The previous snippet of code creates a new MovieClipLoader instance named my_mcl and assigns the listener object that you defined in the previous step. The final line of code in the snippet loads the home.swf file, which you find within the same directory as the site.fla file. This code loads home.swf into the home_mc movie clip instance.

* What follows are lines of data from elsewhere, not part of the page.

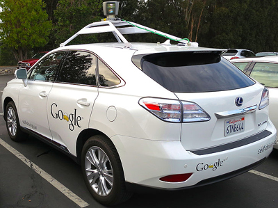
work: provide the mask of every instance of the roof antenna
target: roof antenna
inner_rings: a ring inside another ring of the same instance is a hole
[[[105,1],[102,3],[104,16],[101,21],[115,20],[119,12],[119,1]]]

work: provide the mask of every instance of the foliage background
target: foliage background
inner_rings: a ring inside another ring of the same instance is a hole
[[[47,43],[29,48],[30,55],[58,47],[84,26],[104,17],[104,1],[42,1],[52,27]],[[119,17],[188,38],[202,47],[248,49],[255,53],[278,51],[278,0],[120,0],[120,5]],[[156,42],[162,39],[148,34],[129,40]],[[0,65],[10,64],[11,49],[2,43]]]

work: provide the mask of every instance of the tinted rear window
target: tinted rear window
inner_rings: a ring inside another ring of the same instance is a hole
[[[133,61],[140,63],[138,66],[144,73],[174,93],[229,90],[254,83],[218,51],[138,55]]]

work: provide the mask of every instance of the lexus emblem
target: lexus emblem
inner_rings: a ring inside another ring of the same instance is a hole
[[[241,97],[238,97],[236,98],[235,102],[237,106],[241,106],[243,103],[243,99]]]

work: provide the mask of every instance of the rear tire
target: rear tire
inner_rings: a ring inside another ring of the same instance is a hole
[[[20,129],[17,108],[13,101],[6,107],[5,120],[8,134],[13,141],[19,142],[26,139],[27,134]]]
[[[113,143],[102,135],[90,138],[81,155],[85,183],[95,199],[105,205],[115,205],[129,199],[122,163]]]

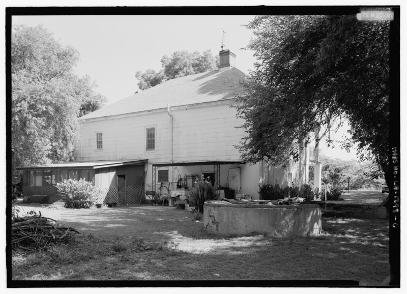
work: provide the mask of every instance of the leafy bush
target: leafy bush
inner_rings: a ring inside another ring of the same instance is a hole
[[[308,201],[313,200],[314,197],[317,198],[320,194],[317,187],[313,189],[312,186],[306,184],[303,184],[301,187],[286,186],[284,189],[280,188],[277,184],[274,186],[266,184],[260,186],[258,193],[263,200],[278,200],[287,197],[300,197]]]
[[[212,187],[209,182],[209,177],[204,179],[204,175],[200,180],[197,180],[194,183],[189,197],[189,205],[197,208],[199,212],[202,213],[204,202],[206,201],[214,200],[218,197],[217,188]]]
[[[263,200],[278,200],[283,198],[284,195],[283,190],[277,184],[274,186],[270,184],[260,186],[258,193]]]
[[[27,203],[35,203],[38,204],[48,204],[49,196],[46,195],[35,195],[30,196],[26,199]]]
[[[321,198],[325,199],[325,191],[327,192],[327,200],[341,200],[343,191],[341,189],[333,186],[329,184],[323,186],[321,188]]]
[[[63,180],[55,187],[67,208],[89,208],[97,201],[99,189],[82,179]]]

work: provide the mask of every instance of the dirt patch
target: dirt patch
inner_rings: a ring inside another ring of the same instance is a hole
[[[82,236],[53,253],[15,255],[13,281],[351,280],[374,286],[390,274],[386,220],[323,218],[318,237],[224,239],[173,207],[35,209]]]

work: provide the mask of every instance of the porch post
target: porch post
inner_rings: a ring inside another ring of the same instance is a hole
[[[314,169],[314,186],[321,190],[321,163],[317,162]]]

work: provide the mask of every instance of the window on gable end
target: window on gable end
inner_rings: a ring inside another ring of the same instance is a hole
[[[103,149],[103,133],[96,133],[96,149]]]
[[[155,149],[155,128],[147,128],[146,129],[147,135],[146,150],[154,150]]]

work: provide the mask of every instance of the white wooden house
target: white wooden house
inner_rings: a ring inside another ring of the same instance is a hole
[[[242,93],[239,82],[245,75],[235,67],[232,52],[220,55],[218,70],[168,80],[83,116],[76,162],[64,168],[76,164],[93,170],[95,185],[119,203],[144,201],[142,190],[156,190],[161,183],[173,193],[187,194],[202,174],[235,193],[258,199],[259,184],[307,182],[308,167],[315,165],[314,184],[319,186],[317,148],[305,147],[300,162],[283,170],[242,162],[234,146],[245,135],[237,128],[243,122],[230,105]],[[54,170],[59,179],[57,166],[43,167],[22,169]],[[177,189],[180,179],[182,189]]]

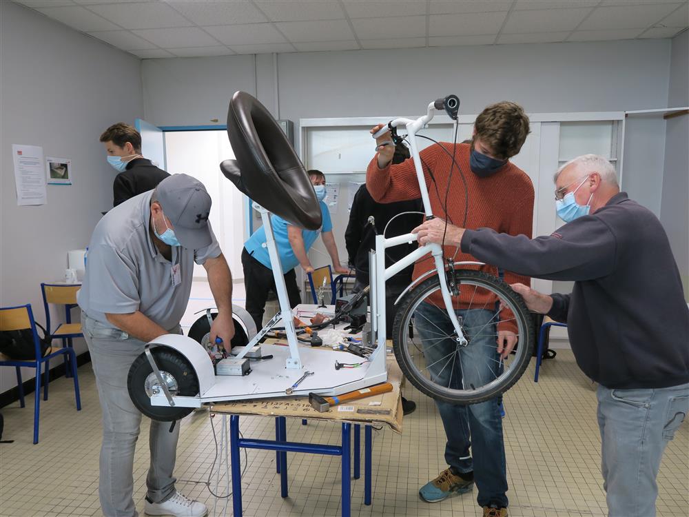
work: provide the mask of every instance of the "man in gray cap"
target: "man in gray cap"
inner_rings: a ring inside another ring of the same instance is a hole
[[[130,398],[127,376],[147,342],[181,334],[194,262],[205,268],[218,307],[211,342],[229,343],[234,335],[232,280],[208,223],[210,208],[203,183],[174,174],[108,212],[91,237],[77,300],[103,409],[99,491],[106,516],[137,515],[134,454],[142,415]],[[205,516],[205,505],[175,489],[179,425],[169,429],[169,423],[151,421],[145,511]]]

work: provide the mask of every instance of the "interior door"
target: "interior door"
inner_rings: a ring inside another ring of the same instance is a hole
[[[141,134],[141,154],[153,165],[167,170],[165,163],[165,139],[163,130],[141,119],[134,121],[134,127]]]

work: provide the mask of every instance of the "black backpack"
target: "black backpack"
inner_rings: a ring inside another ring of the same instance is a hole
[[[41,356],[44,357],[50,349],[52,339],[39,323],[36,323],[36,326],[43,331],[43,336],[39,336],[39,341],[41,342]],[[36,347],[31,329],[0,331],[0,354],[15,361],[36,361]]]

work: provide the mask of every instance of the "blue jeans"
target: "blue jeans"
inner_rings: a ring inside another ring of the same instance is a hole
[[[601,470],[610,517],[654,517],[666,445],[689,412],[689,384],[655,389],[599,386]]]
[[[468,346],[460,348],[460,361],[453,365],[443,358],[452,354],[457,343],[451,339],[438,339],[454,330],[447,312],[426,303],[417,307],[414,324],[423,343],[426,363],[433,380],[444,386],[451,385],[451,387],[461,387],[462,370],[465,385],[484,384],[495,378],[495,369],[500,365],[495,313],[483,309],[456,313],[464,319],[464,330],[471,341]],[[447,437],[445,461],[458,472],[473,471],[479,506],[508,505],[501,402],[502,397],[469,406],[435,401]]]

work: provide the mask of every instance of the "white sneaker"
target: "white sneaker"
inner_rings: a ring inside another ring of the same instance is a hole
[[[175,490],[174,495],[163,503],[151,503],[147,498],[143,513],[146,515],[172,515],[174,517],[204,517],[208,509],[203,503],[185,497]]]

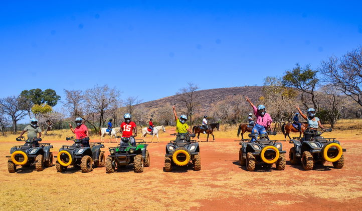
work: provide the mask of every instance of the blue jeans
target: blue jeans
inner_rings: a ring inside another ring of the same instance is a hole
[[[255,124],[255,125],[254,126],[252,132],[253,134],[266,134],[265,128],[264,128],[264,126],[258,124]],[[256,140],[256,137],[251,138],[252,142],[255,142],[255,140]]]

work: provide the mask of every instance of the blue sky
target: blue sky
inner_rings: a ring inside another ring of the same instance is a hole
[[[188,82],[261,85],[362,40],[360,1],[54,2],[2,2],[0,98],[108,84],[146,102]]]

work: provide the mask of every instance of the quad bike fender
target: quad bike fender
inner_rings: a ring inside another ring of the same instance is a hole
[[[46,160],[49,160],[49,155],[50,154],[50,149],[53,148],[53,145],[49,145],[45,146],[43,148],[43,150],[44,150],[44,158]]]

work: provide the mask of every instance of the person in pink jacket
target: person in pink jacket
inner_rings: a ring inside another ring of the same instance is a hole
[[[253,134],[266,134],[267,130],[269,128],[271,132],[273,132],[273,129],[272,129],[270,125],[273,122],[270,115],[269,114],[265,112],[265,106],[264,105],[259,105],[257,108],[251,101],[248,98],[247,96],[245,97],[246,101],[247,101],[250,106],[253,107],[254,110],[254,114],[255,115],[256,118],[256,121],[255,124],[252,130]],[[256,140],[256,137],[252,138],[251,139],[252,142],[255,142]]]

17. Add the following ActionScript below the code added in step 16:


homeBtn_mc.onRelease = function() {
my_mcl.loadClip("home.swf", home_mc);
page_txt.text = "V I D E O S";
};
video1Btn_mc.onRelease = function() {
my_mcl.loadClip("video1.swf", video1_mc);
page_txt.text = "V I D E O S - p a g e o n e";
};
video2Btn_mc.onRelease = function() {
my_mcl.loadClip("video2.swf", video2_mc);
page_txt.text = "V I D E O S - p a g e t w o";
};
aboutBtn_mc.onRelease = function() {
my_mcl.loadClip("about.swf", about_mc);
page_txt.text = "A B O U T U S";
};

The previous block of code defines four event handlers (one for each movie clip button on the Stage). Each function performs the same task: when the visitor clicks and releases a specific button, use the movie clip loader instance to load an external SWF file into its target movie clip instance on the Stage (such as "video2.swf"). Next, each event handler updates the page_txt text field on the Stage with the current section name so the user knows exactly where they are within the site.

18. Save the Flash document. At this point, you can test the SWF file (Figure 8.29); however, you haven't created the external SWF files yet, so you will see some errors display in the Output panel when you test the file. Despite this, test the Flash document and see whether the transitions all work and look nice. It might be necessary to return to the FLA file and tweak animations slightly if they don't tween smoothly. Roll over each of the movie clip buttons, and make sure that they fade in and out and turn slightly darker when you hold the mouse button down over them.

Figure 8.29. Drag three frames to frame 10 to insert more frames.


Figure 8.25. Test the layout and animations that you just created during the exercise.